PRAC adds liver-injury monitoring requirements for the epilepsy drug Ontozry
What changed
In PRAC meeting highlights from April 7-10, 2026, EMA said the committee identified cases of severe liver injury and hepatic failure with the epilepsy medicine Ontozry (cenobamate), particularly when used with other anti-seizure medications. PRAC recommended adding liver injury as a rare side effect to the product information and requiring liver function tests before treatment initiation and throughout treatment.
Why it matters
This is not a dramatic product withdrawal, but it is a clear example of how post-market safety monitoring translates into concrete prescriber-level obligations. The requirement for liver function testing before and during treatment changes clinical workflow, not just labeling language.
Takeaway
The useful reading here is not alarm about cenobamate specifically, but how regulators turn safety signals into actionable monitoring requirements that affect real clinical practice.
Sources
This item is grounded in EMA's published PRAC meeting highlights for April 7-10, 2026.
FDA requires post-marketing safety studies for Lilly's newly approved obesity pill
What changed
On April 14, 2026, Reuters and CNBC reported that the FDA required Eli Lilly to conduct post-marketing studies for its newly approved oral obesity drug Foundayo. The required studies cover liver injury, cardiovascular events, delayed gastric emptying, and lactation effects.
Why it matters
The GLP-1 and obesity drug category is the most commercially watched therapeutic area in pharma right now. This requirement shows that FDA approval is not the finish line for safety evaluation, especially in a drug class with massive expected patient exposure. The scope of the required studies, covering liver, cardiac, gastric, and lactation risks, suggests regulators want a much fuller picture than what the pre-approval program provided.
Takeaway
For the most high-profile drug approvals, the real safety conversation starts after approval. Post-marketing requirements in a category this large are a signal that both regulators and the market are watching closely.
Sources
This item is grounded in Reuters and CNBC reporting from April 14, 2026.
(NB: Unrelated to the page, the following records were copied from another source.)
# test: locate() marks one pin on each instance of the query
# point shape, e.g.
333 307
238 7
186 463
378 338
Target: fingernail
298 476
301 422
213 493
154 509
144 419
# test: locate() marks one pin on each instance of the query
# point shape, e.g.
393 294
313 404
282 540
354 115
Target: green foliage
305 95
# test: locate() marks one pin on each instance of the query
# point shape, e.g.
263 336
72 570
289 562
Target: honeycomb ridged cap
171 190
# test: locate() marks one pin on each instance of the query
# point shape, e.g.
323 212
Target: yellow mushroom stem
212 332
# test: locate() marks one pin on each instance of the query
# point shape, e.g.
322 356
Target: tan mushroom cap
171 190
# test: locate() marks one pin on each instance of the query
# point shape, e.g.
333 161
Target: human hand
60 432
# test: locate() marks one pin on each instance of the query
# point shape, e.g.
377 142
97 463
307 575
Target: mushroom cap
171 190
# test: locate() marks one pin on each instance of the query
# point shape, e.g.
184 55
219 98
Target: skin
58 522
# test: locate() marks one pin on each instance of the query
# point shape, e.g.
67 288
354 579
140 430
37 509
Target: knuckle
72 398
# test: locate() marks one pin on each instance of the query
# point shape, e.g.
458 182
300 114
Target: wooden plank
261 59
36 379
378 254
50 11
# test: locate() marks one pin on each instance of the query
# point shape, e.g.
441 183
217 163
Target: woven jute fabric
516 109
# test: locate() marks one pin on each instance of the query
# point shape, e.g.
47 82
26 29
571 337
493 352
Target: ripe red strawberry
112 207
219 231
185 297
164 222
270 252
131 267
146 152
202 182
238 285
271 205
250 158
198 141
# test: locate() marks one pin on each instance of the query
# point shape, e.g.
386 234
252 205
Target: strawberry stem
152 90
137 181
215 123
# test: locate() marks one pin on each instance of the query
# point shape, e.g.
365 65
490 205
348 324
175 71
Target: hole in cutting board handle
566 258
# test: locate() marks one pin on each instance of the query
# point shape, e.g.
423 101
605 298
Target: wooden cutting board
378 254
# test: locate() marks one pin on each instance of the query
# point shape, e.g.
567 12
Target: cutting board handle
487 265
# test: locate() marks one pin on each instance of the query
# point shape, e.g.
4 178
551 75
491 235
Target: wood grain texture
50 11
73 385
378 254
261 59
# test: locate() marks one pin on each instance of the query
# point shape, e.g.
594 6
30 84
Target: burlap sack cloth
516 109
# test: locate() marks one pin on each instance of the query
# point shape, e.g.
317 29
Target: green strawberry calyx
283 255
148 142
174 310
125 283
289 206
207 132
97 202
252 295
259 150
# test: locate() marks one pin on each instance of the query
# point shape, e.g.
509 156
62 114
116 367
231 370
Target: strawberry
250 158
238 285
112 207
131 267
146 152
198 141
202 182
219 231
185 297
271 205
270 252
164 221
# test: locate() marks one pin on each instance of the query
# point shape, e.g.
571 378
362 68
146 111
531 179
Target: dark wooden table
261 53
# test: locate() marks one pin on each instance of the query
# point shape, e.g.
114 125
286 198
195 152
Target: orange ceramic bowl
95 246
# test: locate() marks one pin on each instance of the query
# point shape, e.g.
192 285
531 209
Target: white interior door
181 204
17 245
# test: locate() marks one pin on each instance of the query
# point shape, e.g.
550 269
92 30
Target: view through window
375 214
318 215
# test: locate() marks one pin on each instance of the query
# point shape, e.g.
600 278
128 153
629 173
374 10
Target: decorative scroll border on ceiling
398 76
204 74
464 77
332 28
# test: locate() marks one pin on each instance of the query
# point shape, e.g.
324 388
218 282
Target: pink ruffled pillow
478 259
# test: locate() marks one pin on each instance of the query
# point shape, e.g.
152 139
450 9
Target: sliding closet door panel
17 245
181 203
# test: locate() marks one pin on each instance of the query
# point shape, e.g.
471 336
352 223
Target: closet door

Two independent trials report doubled survival in metastatic pancreatic cancer in the same week
What changed
On April 13-14, 2026, two independent pancreatic cancer trials reported results in the same week. A Phase 2 trial published in Nature Medicine found that elraglusib plus chemotherapy doubled one-year survival (44% vs 22%) with a 38% reduction in death risk across 233 patients at 60 sites in six countries. Separately, Revolution Medicines announced that the Phase 3 RASolute 302 trial of daraxonrasib showed median overall survival of 13.2 months versus 6.7 months for chemotherapy alone (HR 0.40), meeting all primary and secondary endpoints.
Why it matters
Metastatic pancreatic cancer has been one of the most treatment-resistant cancers for decades. Two independent programs reporting this level of survival improvement in the same week is rare and clinically significant. The two drugs use completely different mechanisms: elraglusib targets the Wnt pathway while daraxonrasib is a multi-selective RAS inhibitor, suggesting the field may be opening up from multiple directions.
Takeaway
One positive pancreatic cancer trial would be news. Two in the same week, from different mechanisms and independent programs, is the kind of convergent signal that suggests the treatment landscape for this disease may be genuinely shifting.
Sources
This item is grounded in Northwestern University's April 14, 2026 press release, GlobeNewsWire's April 13, 2026 announcement from Revolution Medicines, and Medical Xpress coverage.